Headquartered in St. Louis Park, Minnesota, Lifespark offers a wide range of senior care services, including home health care, in-home nursing, primary care and emergency care in-home.

Kinne emphasized that the GUIDE model is valuable because it allows home care providers to not only focus on treating dementia and comorbidities in patients, but also provide support to families when needed.

“GUIDE allows us to provide a care coordinator and resources that would not otherwise be available to support families and individuals with dementia,” Kinne said. “It’s the funding, the resources and the ability to support people with real care coordination, with real expertise of a geriatric nurse practitioner who can work with families with complicated medical issues and dementia.”

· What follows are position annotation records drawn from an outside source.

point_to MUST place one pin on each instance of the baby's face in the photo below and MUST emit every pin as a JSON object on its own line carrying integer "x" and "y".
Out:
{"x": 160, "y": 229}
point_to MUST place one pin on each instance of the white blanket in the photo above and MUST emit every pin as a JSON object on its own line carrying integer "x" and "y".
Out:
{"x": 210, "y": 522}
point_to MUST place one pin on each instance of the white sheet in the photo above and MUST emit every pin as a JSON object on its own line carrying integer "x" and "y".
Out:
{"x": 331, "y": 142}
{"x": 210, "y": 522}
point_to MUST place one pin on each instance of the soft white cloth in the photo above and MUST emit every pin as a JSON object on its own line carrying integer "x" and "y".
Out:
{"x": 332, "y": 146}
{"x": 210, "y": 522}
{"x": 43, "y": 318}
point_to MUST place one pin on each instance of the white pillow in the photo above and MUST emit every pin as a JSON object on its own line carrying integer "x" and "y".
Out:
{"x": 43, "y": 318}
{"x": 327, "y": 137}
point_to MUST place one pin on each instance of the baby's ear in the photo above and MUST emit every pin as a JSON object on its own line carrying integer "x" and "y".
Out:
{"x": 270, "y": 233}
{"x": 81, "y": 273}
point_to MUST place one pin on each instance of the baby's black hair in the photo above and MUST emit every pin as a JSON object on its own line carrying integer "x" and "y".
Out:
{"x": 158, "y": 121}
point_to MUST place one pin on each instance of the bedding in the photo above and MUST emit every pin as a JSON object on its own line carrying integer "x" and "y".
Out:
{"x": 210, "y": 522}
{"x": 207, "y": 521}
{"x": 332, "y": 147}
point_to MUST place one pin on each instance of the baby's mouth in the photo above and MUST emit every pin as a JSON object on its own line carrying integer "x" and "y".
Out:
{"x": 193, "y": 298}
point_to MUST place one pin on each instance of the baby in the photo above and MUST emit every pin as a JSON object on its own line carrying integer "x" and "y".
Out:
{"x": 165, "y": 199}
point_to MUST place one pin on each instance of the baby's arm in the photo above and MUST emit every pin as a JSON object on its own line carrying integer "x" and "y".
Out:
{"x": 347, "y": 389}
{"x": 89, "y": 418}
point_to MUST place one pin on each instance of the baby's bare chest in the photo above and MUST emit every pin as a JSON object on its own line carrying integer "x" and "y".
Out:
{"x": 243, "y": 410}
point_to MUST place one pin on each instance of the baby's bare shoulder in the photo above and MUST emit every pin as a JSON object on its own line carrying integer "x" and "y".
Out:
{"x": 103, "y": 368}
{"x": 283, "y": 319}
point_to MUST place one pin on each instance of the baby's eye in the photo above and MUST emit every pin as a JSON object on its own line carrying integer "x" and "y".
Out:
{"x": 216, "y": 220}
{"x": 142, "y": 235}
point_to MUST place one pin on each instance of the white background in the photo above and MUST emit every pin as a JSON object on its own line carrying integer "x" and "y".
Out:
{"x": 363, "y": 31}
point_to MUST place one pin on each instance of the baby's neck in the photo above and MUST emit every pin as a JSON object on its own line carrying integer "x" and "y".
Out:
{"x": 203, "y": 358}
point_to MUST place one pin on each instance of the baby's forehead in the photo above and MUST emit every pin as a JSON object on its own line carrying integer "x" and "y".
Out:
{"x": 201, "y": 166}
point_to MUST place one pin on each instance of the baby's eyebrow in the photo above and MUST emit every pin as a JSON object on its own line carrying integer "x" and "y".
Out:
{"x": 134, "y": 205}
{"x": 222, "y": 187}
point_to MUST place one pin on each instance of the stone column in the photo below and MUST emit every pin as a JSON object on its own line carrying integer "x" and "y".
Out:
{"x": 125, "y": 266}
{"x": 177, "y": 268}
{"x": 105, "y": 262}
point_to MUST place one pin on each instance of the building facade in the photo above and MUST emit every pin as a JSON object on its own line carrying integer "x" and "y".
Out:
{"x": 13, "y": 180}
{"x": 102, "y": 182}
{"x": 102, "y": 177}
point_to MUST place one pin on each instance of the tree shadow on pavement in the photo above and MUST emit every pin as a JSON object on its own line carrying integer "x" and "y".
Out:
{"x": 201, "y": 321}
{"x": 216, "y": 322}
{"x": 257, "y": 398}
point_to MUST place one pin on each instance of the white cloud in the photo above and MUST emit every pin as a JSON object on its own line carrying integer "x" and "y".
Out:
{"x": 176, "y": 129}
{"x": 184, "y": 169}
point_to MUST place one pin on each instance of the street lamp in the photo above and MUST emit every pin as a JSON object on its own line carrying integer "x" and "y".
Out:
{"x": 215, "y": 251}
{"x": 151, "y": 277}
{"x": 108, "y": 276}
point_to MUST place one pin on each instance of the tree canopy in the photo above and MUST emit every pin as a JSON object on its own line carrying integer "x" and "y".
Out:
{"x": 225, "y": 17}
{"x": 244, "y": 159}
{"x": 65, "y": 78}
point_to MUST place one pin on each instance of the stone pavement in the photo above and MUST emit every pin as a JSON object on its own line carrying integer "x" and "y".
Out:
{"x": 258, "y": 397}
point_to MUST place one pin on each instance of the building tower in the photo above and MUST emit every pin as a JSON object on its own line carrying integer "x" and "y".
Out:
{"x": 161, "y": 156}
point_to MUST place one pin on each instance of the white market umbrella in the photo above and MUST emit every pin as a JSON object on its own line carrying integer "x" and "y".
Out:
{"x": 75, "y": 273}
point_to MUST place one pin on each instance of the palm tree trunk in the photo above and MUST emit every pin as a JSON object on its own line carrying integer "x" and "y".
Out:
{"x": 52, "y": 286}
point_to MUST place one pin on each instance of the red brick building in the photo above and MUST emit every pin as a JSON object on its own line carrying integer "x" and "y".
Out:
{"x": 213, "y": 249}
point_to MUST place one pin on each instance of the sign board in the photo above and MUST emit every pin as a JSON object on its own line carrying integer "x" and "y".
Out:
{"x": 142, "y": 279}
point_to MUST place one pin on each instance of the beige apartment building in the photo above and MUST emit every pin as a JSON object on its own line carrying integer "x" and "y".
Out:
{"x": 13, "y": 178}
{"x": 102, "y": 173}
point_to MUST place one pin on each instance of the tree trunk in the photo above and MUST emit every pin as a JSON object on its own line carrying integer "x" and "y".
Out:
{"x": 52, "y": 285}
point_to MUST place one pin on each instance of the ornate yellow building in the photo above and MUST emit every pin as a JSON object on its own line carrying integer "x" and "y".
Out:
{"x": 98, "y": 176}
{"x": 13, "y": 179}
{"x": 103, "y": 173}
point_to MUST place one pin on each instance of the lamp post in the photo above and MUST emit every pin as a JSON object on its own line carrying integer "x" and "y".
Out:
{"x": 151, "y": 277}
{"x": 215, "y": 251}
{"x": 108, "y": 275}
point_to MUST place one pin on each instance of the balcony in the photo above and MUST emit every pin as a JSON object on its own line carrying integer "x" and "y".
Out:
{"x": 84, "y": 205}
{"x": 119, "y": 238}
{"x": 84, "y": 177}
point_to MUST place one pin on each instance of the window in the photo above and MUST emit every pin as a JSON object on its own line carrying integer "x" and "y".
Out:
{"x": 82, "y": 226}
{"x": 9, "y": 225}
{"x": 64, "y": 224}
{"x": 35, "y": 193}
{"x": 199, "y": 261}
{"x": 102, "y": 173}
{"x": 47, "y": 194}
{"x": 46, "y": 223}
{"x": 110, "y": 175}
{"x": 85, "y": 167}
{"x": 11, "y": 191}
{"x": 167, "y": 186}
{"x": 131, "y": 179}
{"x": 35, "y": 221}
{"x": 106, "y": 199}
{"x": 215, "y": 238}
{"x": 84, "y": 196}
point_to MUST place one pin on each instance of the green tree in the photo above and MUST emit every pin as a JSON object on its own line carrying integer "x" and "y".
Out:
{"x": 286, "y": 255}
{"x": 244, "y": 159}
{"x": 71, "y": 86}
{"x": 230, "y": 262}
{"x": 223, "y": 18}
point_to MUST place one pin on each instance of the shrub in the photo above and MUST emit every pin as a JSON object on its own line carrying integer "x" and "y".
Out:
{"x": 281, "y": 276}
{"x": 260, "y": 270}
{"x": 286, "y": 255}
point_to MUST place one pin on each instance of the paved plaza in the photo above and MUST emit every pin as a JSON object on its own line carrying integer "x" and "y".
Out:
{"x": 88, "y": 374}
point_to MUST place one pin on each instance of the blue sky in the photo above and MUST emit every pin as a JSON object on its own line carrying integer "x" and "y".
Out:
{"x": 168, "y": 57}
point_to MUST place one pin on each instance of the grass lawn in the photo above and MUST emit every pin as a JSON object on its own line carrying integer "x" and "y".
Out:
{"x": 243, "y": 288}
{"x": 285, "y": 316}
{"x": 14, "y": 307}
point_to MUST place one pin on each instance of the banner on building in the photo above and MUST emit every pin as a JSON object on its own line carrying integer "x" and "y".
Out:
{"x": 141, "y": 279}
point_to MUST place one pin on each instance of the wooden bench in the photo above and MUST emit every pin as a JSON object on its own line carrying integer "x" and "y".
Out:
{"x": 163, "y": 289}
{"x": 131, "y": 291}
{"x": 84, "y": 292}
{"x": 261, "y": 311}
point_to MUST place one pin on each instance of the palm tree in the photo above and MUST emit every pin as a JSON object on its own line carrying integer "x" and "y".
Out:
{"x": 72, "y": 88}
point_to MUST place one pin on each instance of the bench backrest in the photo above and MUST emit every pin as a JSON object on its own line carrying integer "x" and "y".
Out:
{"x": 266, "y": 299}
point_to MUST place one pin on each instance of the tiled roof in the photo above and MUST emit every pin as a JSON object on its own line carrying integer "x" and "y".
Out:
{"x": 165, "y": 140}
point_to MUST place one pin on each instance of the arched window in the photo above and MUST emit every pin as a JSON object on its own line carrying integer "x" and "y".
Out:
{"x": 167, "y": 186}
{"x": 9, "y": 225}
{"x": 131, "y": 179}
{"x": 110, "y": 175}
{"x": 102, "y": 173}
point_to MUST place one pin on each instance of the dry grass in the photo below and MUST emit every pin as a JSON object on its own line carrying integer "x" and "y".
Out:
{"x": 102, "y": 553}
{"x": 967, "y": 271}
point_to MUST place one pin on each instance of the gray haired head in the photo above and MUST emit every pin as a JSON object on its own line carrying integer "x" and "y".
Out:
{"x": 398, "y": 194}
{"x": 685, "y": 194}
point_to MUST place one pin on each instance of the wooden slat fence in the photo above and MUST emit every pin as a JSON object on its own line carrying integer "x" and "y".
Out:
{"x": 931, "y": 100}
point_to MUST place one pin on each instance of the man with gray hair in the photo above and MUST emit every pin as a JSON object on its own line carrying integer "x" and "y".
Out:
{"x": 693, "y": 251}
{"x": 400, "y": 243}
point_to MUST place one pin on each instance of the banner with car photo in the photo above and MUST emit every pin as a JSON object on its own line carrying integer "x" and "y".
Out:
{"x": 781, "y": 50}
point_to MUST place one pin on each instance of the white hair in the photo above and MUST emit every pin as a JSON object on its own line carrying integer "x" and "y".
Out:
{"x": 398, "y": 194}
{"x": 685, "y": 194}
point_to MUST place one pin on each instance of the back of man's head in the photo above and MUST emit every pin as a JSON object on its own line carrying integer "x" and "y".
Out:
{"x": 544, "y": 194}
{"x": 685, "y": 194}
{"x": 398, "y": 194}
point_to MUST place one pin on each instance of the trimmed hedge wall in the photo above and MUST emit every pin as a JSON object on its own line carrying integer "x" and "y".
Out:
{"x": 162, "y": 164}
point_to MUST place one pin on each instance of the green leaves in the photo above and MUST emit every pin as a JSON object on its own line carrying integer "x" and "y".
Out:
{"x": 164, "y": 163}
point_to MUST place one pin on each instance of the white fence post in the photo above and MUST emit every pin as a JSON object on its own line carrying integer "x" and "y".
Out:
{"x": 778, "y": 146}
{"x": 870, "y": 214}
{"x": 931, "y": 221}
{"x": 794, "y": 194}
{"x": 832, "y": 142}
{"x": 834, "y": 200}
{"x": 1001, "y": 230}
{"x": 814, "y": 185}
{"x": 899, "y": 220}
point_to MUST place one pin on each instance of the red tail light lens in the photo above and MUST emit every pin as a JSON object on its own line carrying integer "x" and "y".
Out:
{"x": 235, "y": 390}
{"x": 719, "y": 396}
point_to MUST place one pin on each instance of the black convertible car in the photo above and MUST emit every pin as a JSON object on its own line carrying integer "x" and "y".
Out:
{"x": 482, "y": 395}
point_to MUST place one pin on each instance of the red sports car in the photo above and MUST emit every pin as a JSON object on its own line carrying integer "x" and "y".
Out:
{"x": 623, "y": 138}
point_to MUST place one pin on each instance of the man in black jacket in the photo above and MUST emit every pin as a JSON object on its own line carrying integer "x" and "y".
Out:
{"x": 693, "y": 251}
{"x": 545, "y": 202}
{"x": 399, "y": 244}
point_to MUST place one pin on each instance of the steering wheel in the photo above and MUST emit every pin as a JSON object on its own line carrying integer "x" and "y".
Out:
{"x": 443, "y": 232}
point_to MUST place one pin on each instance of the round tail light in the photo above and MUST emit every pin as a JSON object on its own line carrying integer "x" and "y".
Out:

The GUIDE model is also designed to help companies create services that meet people’s needs, providing additional support within the current fragmented system. Kinne said that given the lack of coordination among caregivers in the U.S. health care system, this is what will help people have a better quality of life.

However, Kinne stressed that when participating in this model, companies must focus on the long-term benefits for themselves and the families they serve.

“This is not a short-term opportunity,” he said. “When we evaluate things like GUIDE, we think about something that’s built to last a decade and is going to change people’s lives. This is a long-term commitment and I think it’s a really good move by CMS to invest here and give companies like us the opportunity to show and prove that there’s a better way to care for the seven million people in the U.S. who have dementia, many of whom have informal caregivers.”